Der Angeklagte (links) neben seiner Anwältin und seinem Anwalt am Tag der Urteilsverkündung vor dem Berliner Landgericht. (Foto: Annette Riedl/dpa)

Die Kammer habe lange überlegt, ob M. für seine Tat ins Gefängnis müsse, sagt der Richter. Dass M. "gerade noch" eine Bewährungsstrafe erhalte, liege an den mildernden Umständen. So habe sich M. vor Gericht ausführlich geäußert und zugestimmt, die Ärzte von ihrer Schweigepflicht zu entbinden, was dazu führte, dass das Geschehen fast lückenlos aufgeklärt werden konnte. Auch habe er bis zur Tat keine Verkehrsdelikte begangen und von sich aus bereits eine hohe Summe an die Angehörigen der Opfer gezahlt.

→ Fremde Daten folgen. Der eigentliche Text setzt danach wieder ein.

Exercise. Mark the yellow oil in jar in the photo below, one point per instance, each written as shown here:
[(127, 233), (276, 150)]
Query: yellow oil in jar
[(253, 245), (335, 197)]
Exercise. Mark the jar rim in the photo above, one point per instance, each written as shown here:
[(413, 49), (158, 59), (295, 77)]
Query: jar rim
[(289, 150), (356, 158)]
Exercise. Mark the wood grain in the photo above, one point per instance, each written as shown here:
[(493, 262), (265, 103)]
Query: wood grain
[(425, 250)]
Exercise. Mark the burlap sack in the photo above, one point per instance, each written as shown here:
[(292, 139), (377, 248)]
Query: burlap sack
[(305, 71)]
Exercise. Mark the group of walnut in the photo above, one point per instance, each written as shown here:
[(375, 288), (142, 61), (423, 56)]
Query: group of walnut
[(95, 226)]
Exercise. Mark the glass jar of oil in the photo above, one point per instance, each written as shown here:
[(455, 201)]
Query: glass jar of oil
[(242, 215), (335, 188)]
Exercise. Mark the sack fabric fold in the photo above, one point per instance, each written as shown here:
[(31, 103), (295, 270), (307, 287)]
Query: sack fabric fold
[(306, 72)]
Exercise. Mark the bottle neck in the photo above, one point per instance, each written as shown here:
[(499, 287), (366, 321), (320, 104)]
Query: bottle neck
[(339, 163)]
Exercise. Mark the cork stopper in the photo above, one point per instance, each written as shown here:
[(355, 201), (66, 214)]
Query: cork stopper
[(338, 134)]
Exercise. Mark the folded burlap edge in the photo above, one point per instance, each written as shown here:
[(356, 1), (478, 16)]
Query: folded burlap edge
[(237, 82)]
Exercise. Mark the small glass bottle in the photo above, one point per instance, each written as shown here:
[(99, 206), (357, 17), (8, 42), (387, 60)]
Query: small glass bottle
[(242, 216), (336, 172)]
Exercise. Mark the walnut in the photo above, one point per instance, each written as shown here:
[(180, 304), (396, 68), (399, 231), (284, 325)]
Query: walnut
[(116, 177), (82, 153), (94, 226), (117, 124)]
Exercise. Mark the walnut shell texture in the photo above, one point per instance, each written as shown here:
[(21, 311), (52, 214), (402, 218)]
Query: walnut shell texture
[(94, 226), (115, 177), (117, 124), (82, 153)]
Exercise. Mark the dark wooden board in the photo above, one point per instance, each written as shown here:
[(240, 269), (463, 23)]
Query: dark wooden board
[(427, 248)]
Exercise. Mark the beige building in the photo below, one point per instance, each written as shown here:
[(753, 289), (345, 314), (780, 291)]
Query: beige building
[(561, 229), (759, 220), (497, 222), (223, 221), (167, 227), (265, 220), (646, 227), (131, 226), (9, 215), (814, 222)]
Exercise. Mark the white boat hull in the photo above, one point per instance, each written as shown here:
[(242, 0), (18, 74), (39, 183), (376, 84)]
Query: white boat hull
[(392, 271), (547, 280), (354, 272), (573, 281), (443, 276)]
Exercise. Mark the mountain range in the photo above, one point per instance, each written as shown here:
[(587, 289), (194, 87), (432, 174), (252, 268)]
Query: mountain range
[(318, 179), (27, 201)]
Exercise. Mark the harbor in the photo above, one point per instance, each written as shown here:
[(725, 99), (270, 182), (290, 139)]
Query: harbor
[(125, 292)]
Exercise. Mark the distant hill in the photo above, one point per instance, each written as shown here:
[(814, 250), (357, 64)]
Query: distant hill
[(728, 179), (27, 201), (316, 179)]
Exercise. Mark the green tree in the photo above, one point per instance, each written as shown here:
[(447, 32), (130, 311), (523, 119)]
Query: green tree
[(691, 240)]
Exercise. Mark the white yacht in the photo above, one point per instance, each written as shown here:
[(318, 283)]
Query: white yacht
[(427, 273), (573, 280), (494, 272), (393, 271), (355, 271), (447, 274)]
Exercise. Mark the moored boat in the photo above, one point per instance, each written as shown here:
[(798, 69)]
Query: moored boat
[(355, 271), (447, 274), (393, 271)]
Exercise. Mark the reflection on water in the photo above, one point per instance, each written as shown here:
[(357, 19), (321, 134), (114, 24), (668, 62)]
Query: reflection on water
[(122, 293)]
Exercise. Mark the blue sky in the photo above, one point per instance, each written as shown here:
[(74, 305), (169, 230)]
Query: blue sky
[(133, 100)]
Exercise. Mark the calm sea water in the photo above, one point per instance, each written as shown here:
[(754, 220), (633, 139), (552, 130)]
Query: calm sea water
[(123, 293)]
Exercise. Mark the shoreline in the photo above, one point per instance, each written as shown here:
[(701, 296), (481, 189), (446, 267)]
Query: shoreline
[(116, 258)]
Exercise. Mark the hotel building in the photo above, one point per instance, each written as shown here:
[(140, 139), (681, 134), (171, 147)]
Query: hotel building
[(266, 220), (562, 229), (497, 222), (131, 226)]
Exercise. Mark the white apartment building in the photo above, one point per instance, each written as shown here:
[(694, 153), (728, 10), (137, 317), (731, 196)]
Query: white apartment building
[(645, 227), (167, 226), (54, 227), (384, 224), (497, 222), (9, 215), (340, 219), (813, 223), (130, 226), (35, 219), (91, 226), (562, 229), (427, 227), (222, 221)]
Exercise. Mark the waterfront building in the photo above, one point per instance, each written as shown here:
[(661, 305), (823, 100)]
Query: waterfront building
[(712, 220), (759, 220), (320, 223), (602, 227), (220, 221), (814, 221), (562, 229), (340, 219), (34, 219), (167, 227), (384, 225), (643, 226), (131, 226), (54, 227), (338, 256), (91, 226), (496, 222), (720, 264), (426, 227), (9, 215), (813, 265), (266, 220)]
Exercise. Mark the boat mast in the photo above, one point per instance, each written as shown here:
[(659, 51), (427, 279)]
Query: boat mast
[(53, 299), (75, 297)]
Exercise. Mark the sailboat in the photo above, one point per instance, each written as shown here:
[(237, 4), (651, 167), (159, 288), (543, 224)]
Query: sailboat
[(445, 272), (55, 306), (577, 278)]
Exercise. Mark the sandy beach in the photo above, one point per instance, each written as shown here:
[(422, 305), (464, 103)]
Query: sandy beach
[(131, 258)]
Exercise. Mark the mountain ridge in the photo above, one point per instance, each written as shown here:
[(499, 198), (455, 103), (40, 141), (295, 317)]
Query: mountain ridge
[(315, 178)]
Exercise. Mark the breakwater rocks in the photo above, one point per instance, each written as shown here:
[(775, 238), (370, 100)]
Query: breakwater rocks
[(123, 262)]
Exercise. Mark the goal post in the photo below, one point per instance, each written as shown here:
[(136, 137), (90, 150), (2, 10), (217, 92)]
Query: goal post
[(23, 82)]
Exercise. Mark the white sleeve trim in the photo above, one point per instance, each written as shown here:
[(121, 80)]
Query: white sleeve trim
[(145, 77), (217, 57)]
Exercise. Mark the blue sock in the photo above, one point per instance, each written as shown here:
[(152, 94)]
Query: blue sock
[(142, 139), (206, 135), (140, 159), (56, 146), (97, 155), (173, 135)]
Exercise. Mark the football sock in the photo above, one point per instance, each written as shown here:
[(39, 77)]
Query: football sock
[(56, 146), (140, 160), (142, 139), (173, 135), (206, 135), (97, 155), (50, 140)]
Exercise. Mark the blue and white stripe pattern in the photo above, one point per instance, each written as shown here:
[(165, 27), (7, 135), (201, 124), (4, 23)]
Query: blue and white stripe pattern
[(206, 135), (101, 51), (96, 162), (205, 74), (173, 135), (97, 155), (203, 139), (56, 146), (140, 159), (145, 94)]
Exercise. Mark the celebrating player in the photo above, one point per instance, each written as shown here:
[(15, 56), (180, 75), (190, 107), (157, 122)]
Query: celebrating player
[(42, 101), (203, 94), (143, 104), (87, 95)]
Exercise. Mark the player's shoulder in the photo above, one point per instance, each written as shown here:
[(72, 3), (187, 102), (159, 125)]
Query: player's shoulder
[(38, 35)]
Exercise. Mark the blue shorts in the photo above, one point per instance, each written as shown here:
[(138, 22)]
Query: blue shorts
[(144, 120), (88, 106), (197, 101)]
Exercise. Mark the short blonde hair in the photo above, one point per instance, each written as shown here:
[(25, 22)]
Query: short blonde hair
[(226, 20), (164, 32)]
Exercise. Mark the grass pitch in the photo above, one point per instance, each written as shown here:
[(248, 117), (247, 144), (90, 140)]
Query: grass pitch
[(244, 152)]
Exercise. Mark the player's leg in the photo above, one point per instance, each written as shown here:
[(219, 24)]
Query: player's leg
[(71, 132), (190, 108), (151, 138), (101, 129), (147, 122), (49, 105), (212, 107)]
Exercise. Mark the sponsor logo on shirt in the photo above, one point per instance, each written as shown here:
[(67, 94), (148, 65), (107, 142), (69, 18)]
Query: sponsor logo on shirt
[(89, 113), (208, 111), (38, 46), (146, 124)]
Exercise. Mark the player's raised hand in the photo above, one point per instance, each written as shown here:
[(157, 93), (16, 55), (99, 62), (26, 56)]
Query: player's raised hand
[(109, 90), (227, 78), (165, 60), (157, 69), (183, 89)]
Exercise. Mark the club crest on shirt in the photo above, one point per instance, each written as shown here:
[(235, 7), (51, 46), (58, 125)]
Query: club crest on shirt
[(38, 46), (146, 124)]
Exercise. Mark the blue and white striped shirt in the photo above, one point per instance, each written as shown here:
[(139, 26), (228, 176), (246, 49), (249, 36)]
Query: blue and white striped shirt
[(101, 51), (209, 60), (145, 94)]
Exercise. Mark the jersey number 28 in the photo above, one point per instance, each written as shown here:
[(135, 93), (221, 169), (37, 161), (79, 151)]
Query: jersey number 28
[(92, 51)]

Und noch eines ist ungewöhnlich: Sowohl die Vertreterinnen und Vertreter der Nebenklage als auch der Verteidiger des Angeklagten sind mit dem Urteil zufrieden. Der Verteidiger, weil ein gewisses Versagen der Ärzte anerkannt worden sei, die Nebenklage, weil das Gericht die Verantwortung für den Tod von vier Menschen eindeutig dem Fahrer zuordnete. Zufrieden sei man auch mit der Entscheidung des Gerichts, Michael M. die Fahrerlaubnis aus "charakterlichen Gründen" zu entziehen, sagt ein Anwalt der Nebenklage. Den Angehörigen sei es wichtig zu wissen, dass so etwas nicht noch einmal passieren könne. M.s Verteidiger sagt jedoch, dass M. sowieso auf absehbare Zeit in kein Auto mehr steigen werde.